Screamers at KSG – Harvard

genocide.html

Powerful documentary on genocide screened at Kennedy School
By Thomas Caywood
Special to the Harvard News Office

Those who loudly refused to let the world turn a blind eye or feign
helplessness as genocides ravaged millions of lives this century and last
are sometimes dubbed "screamers."

The Harvard community got an earful Monday evening (Feb. 5) from an
unlikely quartet of modern screamers – the chart-topping, earsplitting
heavy metal band System of a Down – during an advance screening of the new
documentary "Screamers" at the John F. Kennedy School of Government’s Starr
Auditorium.

The band members, like filmmaker Carla Garapedian, are the grandchildren of
survivors of the Ottoman Empire’s slaughter of more than a million
Armenians from 1915 to 1917.

Garapedian’s powerful film weaves together blaring concert footage of
System of a Down, screamers in both senses of the word, with horrifying
images of bloody or decomposing genocide victims sprawled grotesquely
across the ground in Iraqi Kurdistan, Turkey, Germany, Bosnia, Rwanda, and
the Darfur region of Sudan. The extraordinary juxtaposition of a raucous,
sweaty, heavy-metal concert with talking-head segments of activists and
scholars, including Samantha Power, Anna Lindh Professor of Practice of
Global Leadership and Public Policy at the Kennedy School, went over well
with the overflow crowd at the screening.

One teenage System of a Down fan said the film helped him grasp the meaning
and emotion behind the songs he loves. Meanwhile, a woman who described
herself as a senior citizen said during the discussion after the film that
she found the dark, angry hard rock a perfect complement to the film’s
unflinching examination of genocide.

"It may not be the sort of music you normally hear in the Kennedy School of
Government," Garapedian quipped, adding that the audience’s hearing likely
would be restored about a half-hour after the film ended.

The three-year documentary project began in 2004 after Garapedian was asked
by the band along with other human rights activists and organizations to
set up information booths outside a Los Angeles concert.

"The fans came over and said they knew about the Armenian genocide. These
were 16- and 17-year-old kids from every ethnic group and every
socioeconomic group you can think of in Los Angeles. They weren’t
Armenians," Garapedian recalled. "They had been politicized by the band,
and that impressed me."

System of a Down’s success in bringing the largely forgotten story of the
Armenian slaughter to legions of pierced and black-clad young hard rock
fans around the globe came as Samantha Power’s Pulitzer Prize-winning book
"A Problem from Hell: America and the Age of Genocide" continued to garner
critical acclaim. The two events coupled with Turkey’s ongoing efforts to
join the European Union while stridently denying the Armenian genocide
convinced an editor at BBC Television to back the film, Garapedian said.

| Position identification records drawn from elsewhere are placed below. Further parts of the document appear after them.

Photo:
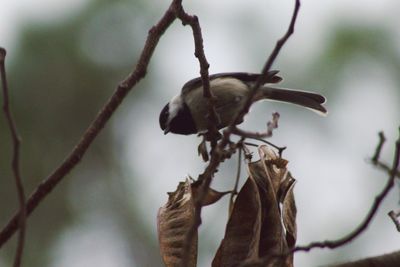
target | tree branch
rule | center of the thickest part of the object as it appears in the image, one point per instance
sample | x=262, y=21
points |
x=193, y=21
x=364, y=224
x=75, y=156
x=21, y=219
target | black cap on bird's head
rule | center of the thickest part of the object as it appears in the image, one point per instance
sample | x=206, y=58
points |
x=177, y=121
x=164, y=119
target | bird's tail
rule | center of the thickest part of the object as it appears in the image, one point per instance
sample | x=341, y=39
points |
x=309, y=100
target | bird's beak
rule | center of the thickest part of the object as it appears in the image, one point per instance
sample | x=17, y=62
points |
x=166, y=130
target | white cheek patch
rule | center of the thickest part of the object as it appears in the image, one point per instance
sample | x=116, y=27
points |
x=174, y=106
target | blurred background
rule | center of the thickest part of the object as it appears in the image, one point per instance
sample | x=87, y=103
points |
x=65, y=58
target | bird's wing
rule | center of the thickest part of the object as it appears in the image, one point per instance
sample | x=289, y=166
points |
x=245, y=77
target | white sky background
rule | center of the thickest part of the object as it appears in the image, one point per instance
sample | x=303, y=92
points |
x=327, y=155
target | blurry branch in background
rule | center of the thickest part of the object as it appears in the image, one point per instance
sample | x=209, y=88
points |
x=388, y=260
x=15, y=161
x=378, y=200
x=193, y=21
x=48, y=184
x=375, y=159
x=217, y=155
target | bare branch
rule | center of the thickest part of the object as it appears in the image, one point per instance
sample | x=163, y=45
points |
x=395, y=218
x=271, y=125
x=21, y=219
x=364, y=224
x=193, y=21
x=378, y=149
x=235, y=187
x=267, y=66
x=48, y=184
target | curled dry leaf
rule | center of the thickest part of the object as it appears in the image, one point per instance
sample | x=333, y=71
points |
x=289, y=212
x=202, y=150
x=173, y=221
x=212, y=195
x=243, y=229
x=255, y=231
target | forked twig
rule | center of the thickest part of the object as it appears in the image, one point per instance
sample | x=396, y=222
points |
x=47, y=185
x=193, y=21
x=235, y=187
x=15, y=161
x=217, y=154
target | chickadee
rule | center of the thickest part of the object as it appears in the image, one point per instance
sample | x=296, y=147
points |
x=187, y=112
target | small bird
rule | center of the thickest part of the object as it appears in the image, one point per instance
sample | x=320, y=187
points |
x=187, y=112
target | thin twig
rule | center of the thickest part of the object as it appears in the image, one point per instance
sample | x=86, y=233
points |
x=395, y=218
x=271, y=125
x=264, y=73
x=364, y=224
x=15, y=161
x=48, y=184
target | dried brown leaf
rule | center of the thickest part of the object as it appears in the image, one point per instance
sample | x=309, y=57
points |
x=173, y=221
x=243, y=229
x=202, y=150
x=212, y=195
x=272, y=238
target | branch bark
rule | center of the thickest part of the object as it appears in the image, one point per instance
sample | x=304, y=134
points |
x=373, y=210
x=21, y=219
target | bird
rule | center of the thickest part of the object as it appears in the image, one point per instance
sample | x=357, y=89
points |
x=186, y=113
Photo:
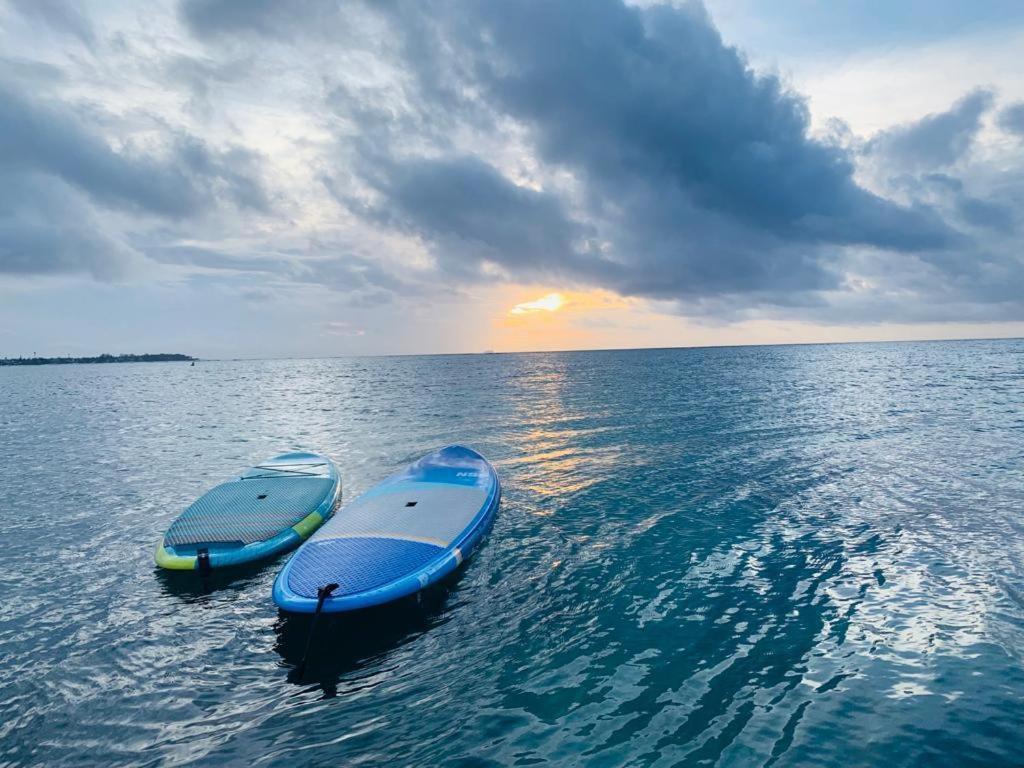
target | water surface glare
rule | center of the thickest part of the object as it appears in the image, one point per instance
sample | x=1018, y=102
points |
x=751, y=556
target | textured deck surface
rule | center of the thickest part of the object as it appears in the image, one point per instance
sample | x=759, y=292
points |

In one scene, Power explains the origin of the term "screamer" as it
relates to genocide. "When you actually allow it all in. There’s no other
alternative but to go up to people and to scream, and to say, ‘The sky is
falling. The sky is falling. People are being systematically butchered, and
we can stop it.’ "

System of a Down frontman Serj Tankian, a wiry man with a mane of thick
black hair and a long chin beard, muses at one point during the film: "It’s
so crazy how men could be so cruel to men. It’s hard for the mind to
process."

During the discussion, Garapedian said that genocide continues, despite our
frequent pledges of "Never again," in part because people don’t feel a
connection to nameless victims on the other side of the world.

"Somehow our outrage is not there. There’s a lot of reasons for that, but
it’s not there. It’s missing," she said. "But the rage of the music allows
us to access it in some way. That was my hope with this film, that people
who see it in the movie theaters, especially young people, will feel they
can do something."

The audience erupted in an incredulous chuckle during the movie’s montage
of press conference footage in which U.S. government officials and
spokespeople sputter and stammer while carefully avoiding saying the word
"genocide" while discussing variously ongoing massacres in Bosnia, Rwanda,
and Darfur. Activist wags have dubbed the verbal gymnastics the "Genocide
Jig," Power said.

Among the members of the audience were Henry Morgenthau III, the grandson
of the U.S. Ambassador to Ottoman Turkey who tried unsuccessfully at the
time of the genocide to mobilize world opinion against it. The elderly
Morgenthau expressed hope after the screening that the film’s focus on a
multi-platinum-selling heavy metal band would help raise the profile of the
Armenian genocide for a new generation.

"The Armenian genocide has become forgotten as other genocides continue to
take place. We have to remember that we haven’t really given any meaning to
‘Never again,’" he said.

Omar Ishmael of the Darfur Peace and Development Organization later echoed
that sentiment.

"It’s about Armenia," Ishmael said, "but it tells the story of what is
happening today."

"Screamers" opens Feb. 9 at the Fresh Pond 10 cinema on Alewife Brook
Parkway and at the Showcase Cinema Worcester North 18 on Brooks St.